Everyone knows that if you want to get better at something, you need to practice it. Less widely understood is the fact that you can’t just repeat something over and over – you need to be deliberate about improving. There’s a saying, “perfect practice makes perfect”. My Uncle Joe told me once, “if you want to do something fast, learn to do it perfectly. If you can do it perfectly, slowly, you can do it as fast as you want.”

I’ve come up with what I think is a novel explanation for this phenomena:  if you repeat an action performed imperfectly, you aren’t really repeating it.  You’re doing a bunch of actions which are similar, but not the same, and so you don’t build your skills because you haven’t really repeated anything.

For example, suppose you wish to get better at drawing circles. Let’s say you are drawing a circle with a radius of 50 pixels in a buffer of 100×100 pixels.    There’s exactly one way to do this correctly.  There are 10,000 ways to draw “something which is very close to a circle, but off by one pixel.”  Get two pixels wrong, and that number jumps up to 100,000,000 circle-like shapes you could be drawing.

If you draw a perfect circle 100 times, you have drawn the same perfect circle 100 times.

If you draw an imperfect circle 100 times, you have actually drawn 100 different imperfect circles.

The band that plays in tune plays loudest. Their waveforms they create superimpose on top of each other.

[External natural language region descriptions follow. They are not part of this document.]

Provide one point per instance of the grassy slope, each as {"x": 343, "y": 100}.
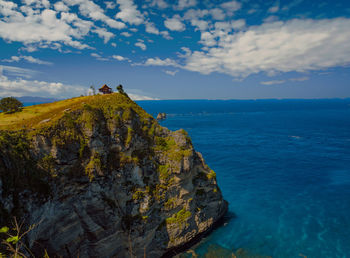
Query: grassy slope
{"x": 39, "y": 115}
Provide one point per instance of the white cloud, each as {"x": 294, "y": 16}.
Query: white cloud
{"x": 174, "y": 23}
{"x": 103, "y": 33}
{"x": 99, "y": 57}
{"x": 273, "y": 9}
{"x": 89, "y": 9}
{"x": 231, "y": 6}
{"x": 151, "y": 28}
{"x": 299, "y": 79}
{"x": 182, "y": 4}
{"x": 166, "y": 35}
{"x": 42, "y": 27}
{"x": 217, "y": 14}
{"x": 126, "y": 34}
{"x": 16, "y": 71}
{"x": 200, "y": 24}
{"x": 129, "y": 13}
{"x": 22, "y": 87}
{"x": 195, "y": 14}
{"x": 141, "y": 45}
{"x": 274, "y": 82}
{"x": 119, "y": 58}
{"x": 110, "y": 5}
{"x": 29, "y": 59}
{"x": 161, "y": 4}
{"x": 296, "y": 45}
{"x": 172, "y": 73}
{"x": 61, "y": 7}
{"x": 160, "y": 62}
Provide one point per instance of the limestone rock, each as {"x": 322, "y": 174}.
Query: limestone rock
{"x": 106, "y": 181}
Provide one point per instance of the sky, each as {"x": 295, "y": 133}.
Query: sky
{"x": 179, "y": 49}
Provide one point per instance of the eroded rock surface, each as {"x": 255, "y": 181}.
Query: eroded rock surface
{"x": 106, "y": 180}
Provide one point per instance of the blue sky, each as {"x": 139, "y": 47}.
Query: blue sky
{"x": 183, "y": 49}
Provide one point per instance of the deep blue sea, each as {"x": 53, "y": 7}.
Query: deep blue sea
{"x": 284, "y": 167}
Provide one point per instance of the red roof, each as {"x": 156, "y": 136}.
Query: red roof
{"x": 104, "y": 87}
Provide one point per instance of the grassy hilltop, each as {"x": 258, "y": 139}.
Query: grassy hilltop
{"x": 38, "y": 116}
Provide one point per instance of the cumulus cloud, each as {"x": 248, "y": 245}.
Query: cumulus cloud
{"x": 119, "y": 58}
{"x": 61, "y": 7}
{"x": 103, "y": 33}
{"x": 129, "y": 13}
{"x": 99, "y": 57}
{"x": 41, "y": 27}
{"x": 151, "y": 28}
{"x": 231, "y": 6}
{"x": 23, "y": 87}
{"x": 160, "y": 62}
{"x": 91, "y": 10}
{"x": 29, "y": 59}
{"x": 182, "y": 4}
{"x": 141, "y": 45}
{"x": 172, "y": 73}
{"x": 110, "y": 5}
{"x": 296, "y": 45}
{"x": 126, "y": 34}
{"x": 161, "y": 4}
{"x": 16, "y": 71}
{"x": 174, "y": 23}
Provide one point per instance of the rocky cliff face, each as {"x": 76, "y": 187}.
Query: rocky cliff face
{"x": 104, "y": 179}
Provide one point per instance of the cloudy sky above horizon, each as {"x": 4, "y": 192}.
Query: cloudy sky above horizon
{"x": 184, "y": 49}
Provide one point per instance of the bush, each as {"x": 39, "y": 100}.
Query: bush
{"x": 10, "y": 105}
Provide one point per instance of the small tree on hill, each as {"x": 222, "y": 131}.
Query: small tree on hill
{"x": 92, "y": 90}
{"x": 120, "y": 89}
{"x": 10, "y": 105}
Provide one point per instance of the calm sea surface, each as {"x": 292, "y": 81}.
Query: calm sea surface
{"x": 284, "y": 167}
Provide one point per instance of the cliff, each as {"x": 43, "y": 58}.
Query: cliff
{"x": 103, "y": 178}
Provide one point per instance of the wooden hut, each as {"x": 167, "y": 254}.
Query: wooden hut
{"x": 105, "y": 89}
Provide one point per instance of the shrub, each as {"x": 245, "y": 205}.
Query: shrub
{"x": 10, "y": 105}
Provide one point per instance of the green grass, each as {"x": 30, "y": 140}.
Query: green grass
{"x": 42, "y": 115}
{"x": 179, "y": 218}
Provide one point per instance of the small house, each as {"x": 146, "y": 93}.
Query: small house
{"x": 105, "y": 89}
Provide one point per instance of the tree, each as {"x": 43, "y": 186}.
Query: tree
{"x": 10, "y": 105}
{"x": 120, "y": 89}
{"x": 92, "y": 88}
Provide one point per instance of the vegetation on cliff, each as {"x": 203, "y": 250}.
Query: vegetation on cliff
{"x": 104, "y": 151}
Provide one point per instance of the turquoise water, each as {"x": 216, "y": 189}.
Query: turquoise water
{"x": 284, "y": 167}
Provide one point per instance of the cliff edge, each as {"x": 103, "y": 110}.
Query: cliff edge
{"x": 104, "y": 179}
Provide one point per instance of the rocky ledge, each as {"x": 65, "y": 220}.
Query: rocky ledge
{"x": 101, "y": 178}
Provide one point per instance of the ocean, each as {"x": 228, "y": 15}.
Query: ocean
{"x": 283, "y": 166}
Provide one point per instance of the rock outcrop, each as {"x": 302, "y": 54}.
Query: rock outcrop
{"x": 104, "y": 179}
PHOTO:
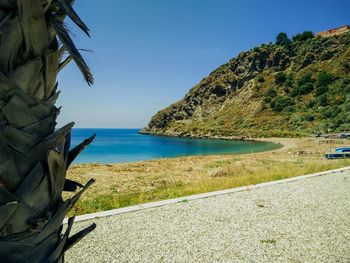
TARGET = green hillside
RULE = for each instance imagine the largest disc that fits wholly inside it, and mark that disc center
(290, 88)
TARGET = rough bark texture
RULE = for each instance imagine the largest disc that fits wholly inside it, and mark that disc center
(34, 156)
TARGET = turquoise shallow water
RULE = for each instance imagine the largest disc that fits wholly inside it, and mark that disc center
(126, 145)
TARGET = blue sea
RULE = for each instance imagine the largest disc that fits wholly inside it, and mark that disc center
(126, 145)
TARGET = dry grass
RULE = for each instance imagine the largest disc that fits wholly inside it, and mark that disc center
(120, 185)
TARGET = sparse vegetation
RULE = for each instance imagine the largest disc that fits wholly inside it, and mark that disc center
(318, 90)
(123, 185)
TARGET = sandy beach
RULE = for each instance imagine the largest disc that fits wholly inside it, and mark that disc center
(125, 184)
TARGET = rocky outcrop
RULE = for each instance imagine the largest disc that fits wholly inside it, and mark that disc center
(232, 100)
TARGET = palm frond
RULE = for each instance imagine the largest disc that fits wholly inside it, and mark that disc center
(69, 45)
(67, 8)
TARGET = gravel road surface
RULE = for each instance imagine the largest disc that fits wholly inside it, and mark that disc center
(302, 221)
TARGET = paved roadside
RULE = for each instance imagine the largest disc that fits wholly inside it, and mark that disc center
(306, 220)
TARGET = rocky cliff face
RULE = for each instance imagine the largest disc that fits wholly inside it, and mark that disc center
(271, 90)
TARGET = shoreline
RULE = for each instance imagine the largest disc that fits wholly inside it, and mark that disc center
(126, 184)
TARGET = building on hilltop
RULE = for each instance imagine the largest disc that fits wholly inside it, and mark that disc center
(334, 31)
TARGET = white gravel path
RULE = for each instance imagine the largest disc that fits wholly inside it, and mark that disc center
(301, 221)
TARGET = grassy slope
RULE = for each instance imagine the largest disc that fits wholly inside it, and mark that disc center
(246, 110)
(120, 185)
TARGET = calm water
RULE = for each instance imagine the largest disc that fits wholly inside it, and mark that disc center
(126, 145)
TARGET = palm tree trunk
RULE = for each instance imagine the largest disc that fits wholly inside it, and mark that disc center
(34, 156)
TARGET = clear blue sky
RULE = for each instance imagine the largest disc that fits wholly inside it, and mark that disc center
(148, 53)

They add constructively.

When we practice, the actions of our past selves are in harmony with our actions in the present. Those waveforms, superimposed on each other, add up to something greater.

One thought on “The Only Way to Repeat Something is to do it Perfectly

  1. “When we practice, the actions of our past selves are in harmony with our actions in the present. Those waveforms, superimposed on each other, add up to something greater.”

    So the waveforms become stronger and stronger, reinforce the previous structure. Multiply, increase it? Don’t soundwaves build when added together, become more greatly amplified?

    Belief itself could be understood this way: a belief, in anything, is made stronger by its repetition (in one’s mind, in one’s speech, in the words spoken by others, in a cultural meme). “Breakfast is the most important meal of the day.” Is that actually the case? Has it become an encoded belief through repetition of the same words and ideas?